Imagem ilustrativa da imagem DEDO DE PROSA| Simples cidade

Dia destes, enquanto dirigia, ouvi no rádio alguém falando que as coisas simples da vida são as que proporcionam as maiores alegrias. E fazia uma enquete: o que te faz ou tem feito mais feliz? Com certeza, são os momentos de simplicidade!

Fiquei com aquela pergunta na cabeça e me pus a pensar na vida e, é claro, na minha infância e adolescência, na pequena cidade onde nasci, nas coisas que tínhamos ou nem sempre tínhamos. Coisas pequenas demais, puras demais, porém, as mais gostosas. Uma viagem, por exemplo, pode nos fazer felizes, como quando vamos viajar para lugares socialmente interessantes, ver coisas novíssimas, às vezes de avião... dá uma certa ansiedade, um deslumbramento, mas alegria, alegria...

Então vem à memória certas viagens, de trem, de ônibus e às vezes de carro, sem a menor comodidade, mas com certas regalias que , além de inesquecíveis, traziam uma felicidade plena. É só lembrar do “frango com farofa” que a Tia Maria preparava com o maior gosto e era nosso lanche durante a viagem. Que momentos maravilhosos, de profunda alegria! Ou então tinha aquela garrafinha de guaraná que recebíamos no Natal e ficávamos com ela nas mãos durante a manhã toda esperando o almoço...encontra hoje algo com aquele gosto bom? Impossível!

Uma outra recordação boa era o dia de fazer pamonha.
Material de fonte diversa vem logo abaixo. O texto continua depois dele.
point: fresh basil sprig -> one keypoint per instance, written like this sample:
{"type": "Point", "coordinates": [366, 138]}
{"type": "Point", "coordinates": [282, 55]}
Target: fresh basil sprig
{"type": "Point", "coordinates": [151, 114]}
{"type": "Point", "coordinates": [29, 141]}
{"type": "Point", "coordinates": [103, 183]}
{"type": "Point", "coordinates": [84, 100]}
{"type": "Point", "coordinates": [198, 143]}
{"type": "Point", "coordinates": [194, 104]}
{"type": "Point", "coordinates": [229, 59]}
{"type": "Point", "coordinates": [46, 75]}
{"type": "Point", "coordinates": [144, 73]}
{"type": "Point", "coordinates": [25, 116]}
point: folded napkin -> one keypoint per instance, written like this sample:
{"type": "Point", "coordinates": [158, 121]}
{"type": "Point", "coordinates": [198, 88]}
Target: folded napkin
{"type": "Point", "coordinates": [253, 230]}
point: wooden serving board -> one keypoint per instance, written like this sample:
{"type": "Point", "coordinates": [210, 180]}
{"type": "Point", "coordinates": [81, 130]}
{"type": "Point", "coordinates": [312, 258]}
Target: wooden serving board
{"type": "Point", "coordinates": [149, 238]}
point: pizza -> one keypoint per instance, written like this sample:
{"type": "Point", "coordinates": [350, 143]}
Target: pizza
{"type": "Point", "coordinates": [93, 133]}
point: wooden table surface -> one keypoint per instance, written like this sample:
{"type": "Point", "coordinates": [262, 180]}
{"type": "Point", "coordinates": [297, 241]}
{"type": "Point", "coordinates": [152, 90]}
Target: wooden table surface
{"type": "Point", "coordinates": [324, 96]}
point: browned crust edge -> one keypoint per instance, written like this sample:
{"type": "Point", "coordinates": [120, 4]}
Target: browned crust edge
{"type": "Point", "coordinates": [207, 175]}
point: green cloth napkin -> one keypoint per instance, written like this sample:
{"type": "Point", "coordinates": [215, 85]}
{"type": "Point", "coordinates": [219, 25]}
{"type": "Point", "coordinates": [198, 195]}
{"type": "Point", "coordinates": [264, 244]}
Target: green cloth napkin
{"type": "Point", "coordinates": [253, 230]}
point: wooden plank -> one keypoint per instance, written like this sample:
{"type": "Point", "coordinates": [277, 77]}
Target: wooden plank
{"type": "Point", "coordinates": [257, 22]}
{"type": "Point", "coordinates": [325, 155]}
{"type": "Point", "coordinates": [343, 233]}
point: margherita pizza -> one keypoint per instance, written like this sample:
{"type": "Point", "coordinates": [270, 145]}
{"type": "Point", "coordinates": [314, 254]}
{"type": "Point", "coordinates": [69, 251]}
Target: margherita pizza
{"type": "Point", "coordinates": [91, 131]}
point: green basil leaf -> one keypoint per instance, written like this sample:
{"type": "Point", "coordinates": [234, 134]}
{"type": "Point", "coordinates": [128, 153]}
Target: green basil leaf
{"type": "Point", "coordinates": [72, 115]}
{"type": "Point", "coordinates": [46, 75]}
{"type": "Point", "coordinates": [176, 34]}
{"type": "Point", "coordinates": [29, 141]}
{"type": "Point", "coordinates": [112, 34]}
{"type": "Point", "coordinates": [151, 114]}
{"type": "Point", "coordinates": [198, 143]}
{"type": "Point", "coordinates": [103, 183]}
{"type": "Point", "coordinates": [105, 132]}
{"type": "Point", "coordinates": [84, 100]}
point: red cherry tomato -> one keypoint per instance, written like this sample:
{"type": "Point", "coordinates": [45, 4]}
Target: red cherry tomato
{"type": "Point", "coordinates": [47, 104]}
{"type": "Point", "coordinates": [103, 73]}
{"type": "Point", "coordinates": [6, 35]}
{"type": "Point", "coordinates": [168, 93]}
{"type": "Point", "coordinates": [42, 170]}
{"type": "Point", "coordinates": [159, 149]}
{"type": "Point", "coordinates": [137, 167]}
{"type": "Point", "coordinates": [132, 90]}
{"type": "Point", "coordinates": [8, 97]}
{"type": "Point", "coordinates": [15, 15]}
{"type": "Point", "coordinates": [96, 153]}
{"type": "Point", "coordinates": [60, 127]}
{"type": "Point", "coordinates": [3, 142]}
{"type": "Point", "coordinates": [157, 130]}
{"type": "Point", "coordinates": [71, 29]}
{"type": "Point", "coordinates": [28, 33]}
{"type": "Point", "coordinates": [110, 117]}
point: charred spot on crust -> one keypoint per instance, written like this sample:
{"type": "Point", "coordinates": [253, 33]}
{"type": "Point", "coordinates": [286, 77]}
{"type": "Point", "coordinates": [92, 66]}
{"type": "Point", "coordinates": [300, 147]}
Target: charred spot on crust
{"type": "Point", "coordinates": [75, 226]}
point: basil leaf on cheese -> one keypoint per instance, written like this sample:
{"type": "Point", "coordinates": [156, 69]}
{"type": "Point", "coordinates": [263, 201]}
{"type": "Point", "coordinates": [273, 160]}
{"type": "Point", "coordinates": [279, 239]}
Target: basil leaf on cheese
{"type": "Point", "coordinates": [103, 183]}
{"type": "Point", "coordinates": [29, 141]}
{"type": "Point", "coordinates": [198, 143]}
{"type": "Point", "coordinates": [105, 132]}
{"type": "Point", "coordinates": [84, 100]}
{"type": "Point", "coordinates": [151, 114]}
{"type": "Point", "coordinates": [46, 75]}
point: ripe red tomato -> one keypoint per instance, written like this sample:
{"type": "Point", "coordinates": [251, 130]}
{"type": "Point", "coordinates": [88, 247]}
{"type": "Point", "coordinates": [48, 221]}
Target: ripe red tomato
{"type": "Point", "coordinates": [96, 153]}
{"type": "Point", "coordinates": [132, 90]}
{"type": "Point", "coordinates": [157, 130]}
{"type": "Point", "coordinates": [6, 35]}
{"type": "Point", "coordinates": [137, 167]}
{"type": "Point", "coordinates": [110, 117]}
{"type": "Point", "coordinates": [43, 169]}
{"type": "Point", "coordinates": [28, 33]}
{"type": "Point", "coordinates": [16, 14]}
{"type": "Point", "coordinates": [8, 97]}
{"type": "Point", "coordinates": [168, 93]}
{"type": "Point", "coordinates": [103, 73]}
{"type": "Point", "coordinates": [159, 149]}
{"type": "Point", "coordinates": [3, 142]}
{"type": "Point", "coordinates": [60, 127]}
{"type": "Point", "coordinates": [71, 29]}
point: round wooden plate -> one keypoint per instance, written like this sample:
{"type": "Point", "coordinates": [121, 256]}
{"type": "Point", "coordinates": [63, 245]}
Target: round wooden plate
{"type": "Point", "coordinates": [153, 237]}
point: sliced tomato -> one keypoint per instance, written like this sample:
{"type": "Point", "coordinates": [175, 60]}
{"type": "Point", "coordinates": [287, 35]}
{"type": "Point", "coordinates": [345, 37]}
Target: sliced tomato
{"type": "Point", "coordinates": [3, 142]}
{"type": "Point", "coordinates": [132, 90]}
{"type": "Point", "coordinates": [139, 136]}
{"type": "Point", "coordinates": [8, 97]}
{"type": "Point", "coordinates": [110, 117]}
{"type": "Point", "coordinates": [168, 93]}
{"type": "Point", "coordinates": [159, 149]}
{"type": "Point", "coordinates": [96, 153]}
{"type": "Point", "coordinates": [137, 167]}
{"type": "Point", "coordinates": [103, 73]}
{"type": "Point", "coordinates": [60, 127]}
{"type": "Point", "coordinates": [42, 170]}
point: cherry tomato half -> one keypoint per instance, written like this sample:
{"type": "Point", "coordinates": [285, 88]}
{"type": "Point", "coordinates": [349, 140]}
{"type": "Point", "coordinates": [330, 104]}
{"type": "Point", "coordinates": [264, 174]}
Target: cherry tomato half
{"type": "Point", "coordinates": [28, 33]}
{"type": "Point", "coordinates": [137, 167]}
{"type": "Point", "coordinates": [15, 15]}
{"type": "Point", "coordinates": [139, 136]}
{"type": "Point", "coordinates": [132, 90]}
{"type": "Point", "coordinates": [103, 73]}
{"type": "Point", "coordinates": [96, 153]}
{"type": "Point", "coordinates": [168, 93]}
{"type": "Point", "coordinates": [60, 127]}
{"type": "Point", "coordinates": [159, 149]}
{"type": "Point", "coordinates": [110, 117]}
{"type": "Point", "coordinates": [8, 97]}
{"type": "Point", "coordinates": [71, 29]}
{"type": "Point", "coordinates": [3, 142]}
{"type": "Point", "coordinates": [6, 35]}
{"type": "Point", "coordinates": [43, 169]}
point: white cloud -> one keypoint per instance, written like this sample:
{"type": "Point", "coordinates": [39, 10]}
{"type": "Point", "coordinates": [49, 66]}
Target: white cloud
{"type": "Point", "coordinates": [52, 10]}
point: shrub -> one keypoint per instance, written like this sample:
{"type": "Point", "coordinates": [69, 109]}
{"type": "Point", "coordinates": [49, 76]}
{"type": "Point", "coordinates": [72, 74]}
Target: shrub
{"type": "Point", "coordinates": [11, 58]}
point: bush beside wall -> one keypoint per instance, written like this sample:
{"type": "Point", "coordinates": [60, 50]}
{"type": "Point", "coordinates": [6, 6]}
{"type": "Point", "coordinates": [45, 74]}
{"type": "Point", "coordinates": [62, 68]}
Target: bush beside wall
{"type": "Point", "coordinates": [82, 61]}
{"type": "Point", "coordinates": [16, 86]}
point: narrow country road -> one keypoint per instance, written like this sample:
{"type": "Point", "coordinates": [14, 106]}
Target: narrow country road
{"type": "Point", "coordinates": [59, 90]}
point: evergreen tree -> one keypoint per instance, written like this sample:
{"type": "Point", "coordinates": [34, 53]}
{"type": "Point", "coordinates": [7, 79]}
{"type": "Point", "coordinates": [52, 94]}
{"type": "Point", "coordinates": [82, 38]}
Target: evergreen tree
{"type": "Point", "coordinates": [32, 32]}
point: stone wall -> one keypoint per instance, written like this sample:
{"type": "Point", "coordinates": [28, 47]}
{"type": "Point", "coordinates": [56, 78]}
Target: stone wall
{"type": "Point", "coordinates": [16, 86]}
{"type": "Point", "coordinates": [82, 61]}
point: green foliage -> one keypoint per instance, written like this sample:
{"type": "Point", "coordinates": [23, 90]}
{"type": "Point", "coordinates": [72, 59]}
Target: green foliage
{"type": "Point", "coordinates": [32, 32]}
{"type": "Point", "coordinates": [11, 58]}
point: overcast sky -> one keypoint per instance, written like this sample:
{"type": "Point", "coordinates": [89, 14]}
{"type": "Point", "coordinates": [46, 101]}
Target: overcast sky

Primeiro íamos apanhar milho, na roça, depois descascar (com cuidado para preservar as palhas), tirar os cabelos... essa parte geralmente ficava para as crianças. Dava uma piniqueira só ! Mas a roda continuava com toda a família participando, crianças mais atrapalhando que ajudando, correndo pelo terreiro, sujeira de palhas no chão, milho espirrando do ralador, tacho no fogo de lenha esquentando a água; hora de “encher” a pamonha, amarrar, colocar na água quente e esperar ficar pronta para saborear. Isso é que era bom! Não sei a que comparar o momento e a pamonha, que possam ter o mesmo sabor!

Havia as brincadeiras simples também, como pular corda, jogar bolinha de gude, brincar de roda, brincar de pique, agacha-agacha, ordem, pular pauzinho, tantas outras tão singelas mas que traziam uma felicidade... Correr na grama molhada ou pisar na enxurrada após a chuva, sorrir ao vento que fazia voar as folhas e os cabelos, pescar com peneira, fugir do redemoinho, fazer desenhos no chão do quintal, balançar o mais alto possível nos balanços improvisados, subir em árvores, virar cambalhotas. Pura adrenalina, muito riso, gritos, barulho...

A hora do café na casa da vó Luiza com aquele bolo de mandioca assado na brasa... ou o pãozinho com orelhas e rabinho saído do forno de barro que a mãe fazia especialmente para nós, as crianças. Ou o livro e o caderno novo na escola. A roupa nova, tão rara!

Era bom demais passear pela praça, namorar de mãos dadas embaixo do caramanchão florido lá das Graças, voltar do ginásio em bandos, brincando, os meninos mexendo com as meninas, os corações acelerados pelas paixões adolescentes. As piadas tão bobinhas que desencadeavam uma crise de riso e a gente não conseguia parar...

Mais tarde vieram momentos felizes mas que já traziam uma carga de responsabilidade como o nascimento das filhas, a alegria de vê-las crescer, as formaturas, a aposentadoria bem sucedida, os momentos em família, os netos...

Aí, então , a vida vai se tornando muito complexa, cheia de consequências, de preocupações, de preconceitos, a gente passa a medir as palavras, as ações, perde a espontaneidade...enfim, cai na real. E é essa vida que já não tem tantos momentos felizes porque temos olhos, ouvidos e boca para todo lado, um cérebro muito crítico e um coração cheio, ocupado por tantas coisas importantes que não tem mais lugar para ser total e simplesmente...feliz.